You can find things like this for yourself every day at http://www.spaceweather.com
That’s where this comes from.

Jewel box

You APOD readers have seen this. You who aren’t APOD readers, copy this to your bookmark file: http://antwrp.gsfc.nasa.gov/apod/astropix.html

The above they call Open Cluster NGC 290, a jewel box. It’s an open cluster of stars; the picture was taken with the good old Hubble Space Telescope, probably the best bang-for-your-buck NASA ever did besides the Apollo moon landings.

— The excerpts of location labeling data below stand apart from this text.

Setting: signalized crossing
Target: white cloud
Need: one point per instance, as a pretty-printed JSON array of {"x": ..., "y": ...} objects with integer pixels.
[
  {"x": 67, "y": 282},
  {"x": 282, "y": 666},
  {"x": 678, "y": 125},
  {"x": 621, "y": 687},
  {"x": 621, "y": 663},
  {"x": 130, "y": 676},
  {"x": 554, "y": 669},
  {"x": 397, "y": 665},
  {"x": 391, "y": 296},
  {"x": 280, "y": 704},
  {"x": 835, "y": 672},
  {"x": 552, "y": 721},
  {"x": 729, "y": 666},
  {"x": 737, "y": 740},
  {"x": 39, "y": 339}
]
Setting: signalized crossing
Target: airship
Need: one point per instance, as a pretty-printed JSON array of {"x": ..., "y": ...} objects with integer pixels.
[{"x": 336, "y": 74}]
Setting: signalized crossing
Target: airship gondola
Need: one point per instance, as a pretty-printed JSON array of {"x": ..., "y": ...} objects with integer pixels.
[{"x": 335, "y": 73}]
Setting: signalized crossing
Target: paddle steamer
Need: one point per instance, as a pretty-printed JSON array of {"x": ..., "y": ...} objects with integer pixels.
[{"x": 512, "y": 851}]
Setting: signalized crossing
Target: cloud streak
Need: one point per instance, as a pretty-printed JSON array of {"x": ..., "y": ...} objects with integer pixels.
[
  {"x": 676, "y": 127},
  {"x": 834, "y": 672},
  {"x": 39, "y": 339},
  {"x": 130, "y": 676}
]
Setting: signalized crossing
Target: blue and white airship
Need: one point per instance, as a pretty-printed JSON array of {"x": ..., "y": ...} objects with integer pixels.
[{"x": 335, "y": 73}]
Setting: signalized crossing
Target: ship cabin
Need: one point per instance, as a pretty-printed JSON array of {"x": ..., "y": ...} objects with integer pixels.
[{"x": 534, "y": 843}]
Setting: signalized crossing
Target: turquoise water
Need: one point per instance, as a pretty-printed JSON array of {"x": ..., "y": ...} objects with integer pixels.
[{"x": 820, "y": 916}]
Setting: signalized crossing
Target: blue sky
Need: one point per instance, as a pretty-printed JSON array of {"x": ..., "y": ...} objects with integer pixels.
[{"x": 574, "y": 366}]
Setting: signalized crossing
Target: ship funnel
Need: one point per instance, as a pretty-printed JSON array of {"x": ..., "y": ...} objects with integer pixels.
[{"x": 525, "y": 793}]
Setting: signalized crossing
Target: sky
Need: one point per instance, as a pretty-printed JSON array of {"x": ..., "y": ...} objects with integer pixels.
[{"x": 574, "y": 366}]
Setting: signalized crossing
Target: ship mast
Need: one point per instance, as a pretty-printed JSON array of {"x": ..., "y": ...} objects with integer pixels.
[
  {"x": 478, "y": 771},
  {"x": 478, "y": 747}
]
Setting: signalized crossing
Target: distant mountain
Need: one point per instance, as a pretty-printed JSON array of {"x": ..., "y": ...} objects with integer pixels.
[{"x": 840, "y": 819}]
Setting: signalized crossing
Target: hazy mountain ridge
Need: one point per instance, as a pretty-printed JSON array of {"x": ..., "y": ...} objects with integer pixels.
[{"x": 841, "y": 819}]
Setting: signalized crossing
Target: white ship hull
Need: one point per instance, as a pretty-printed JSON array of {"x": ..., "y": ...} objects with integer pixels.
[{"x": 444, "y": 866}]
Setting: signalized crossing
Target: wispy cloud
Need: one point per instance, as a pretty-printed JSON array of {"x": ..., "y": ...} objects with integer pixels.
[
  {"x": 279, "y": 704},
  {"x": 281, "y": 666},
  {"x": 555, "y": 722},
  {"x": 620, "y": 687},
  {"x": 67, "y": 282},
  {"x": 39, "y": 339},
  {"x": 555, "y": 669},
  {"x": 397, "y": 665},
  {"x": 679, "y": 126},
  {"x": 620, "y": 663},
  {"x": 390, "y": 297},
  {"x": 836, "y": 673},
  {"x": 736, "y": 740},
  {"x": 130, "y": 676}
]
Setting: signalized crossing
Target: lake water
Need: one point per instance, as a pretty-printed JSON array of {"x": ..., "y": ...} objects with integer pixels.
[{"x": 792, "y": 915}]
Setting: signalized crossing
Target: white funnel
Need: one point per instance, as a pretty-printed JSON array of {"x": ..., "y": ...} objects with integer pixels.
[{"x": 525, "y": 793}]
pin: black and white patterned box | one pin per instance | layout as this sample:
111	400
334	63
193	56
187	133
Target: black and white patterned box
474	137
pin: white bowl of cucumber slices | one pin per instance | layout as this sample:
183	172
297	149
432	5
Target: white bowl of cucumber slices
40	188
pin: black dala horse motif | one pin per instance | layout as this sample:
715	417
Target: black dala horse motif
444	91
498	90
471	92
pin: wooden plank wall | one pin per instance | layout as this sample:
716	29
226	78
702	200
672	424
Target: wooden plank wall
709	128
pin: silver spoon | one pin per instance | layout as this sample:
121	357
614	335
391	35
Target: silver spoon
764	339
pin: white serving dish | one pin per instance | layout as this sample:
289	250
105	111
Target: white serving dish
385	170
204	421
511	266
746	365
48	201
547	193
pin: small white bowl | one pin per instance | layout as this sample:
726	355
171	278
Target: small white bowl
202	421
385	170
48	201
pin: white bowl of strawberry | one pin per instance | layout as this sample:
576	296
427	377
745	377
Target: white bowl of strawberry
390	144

Photo Credit: ESA & NASA; Acknowledgement: E. Olszewski (U. Arizona)

Saturday, August 2

497 and counting…


Running out of PlastiKoils brought an end to finishing off almost 500 books; there are 87 that need the coils spun on to finish the binding. Plus there appears to be maybe another hundred books that haven’t been collated; they’re just boxes of pages. There are enough covers to put maybe three or four covers on each book, front and back, which would make the book thicker and give it more impressive heft, but that would probably be stupid.

I should figure out what to do with over a million little round pieces of paper that were punched out to bind the books. The pieces from about 25 books is shown above, a tiny pile. I could compost them. Or use them as cat litter. I could celebrate the finishing of the books by tossing them in the air as confetti. Then clean up the mess with the new robotic vacuum. The possibilities are positively thrilling!

Friday, August 1

The latest Toyota

Toyota bought Sony’s robot division and has presented a new way to get around (if you don’t count Dean Kamen’s Segway). They call it the Winglet, and it does a lot of what the Segway does, but a lot slower. Presumably a lot cheaper, too?



The Segway will travel at 12.5 mph (20 kph); the Winglet only goes 3.7 (6). I have a question: On the smaller unit, what are you supposed to do with your hands? At least the demonstrator could be playing a trumpet or something. Or text messaging. Or, in the US, eating a hamburger and fries.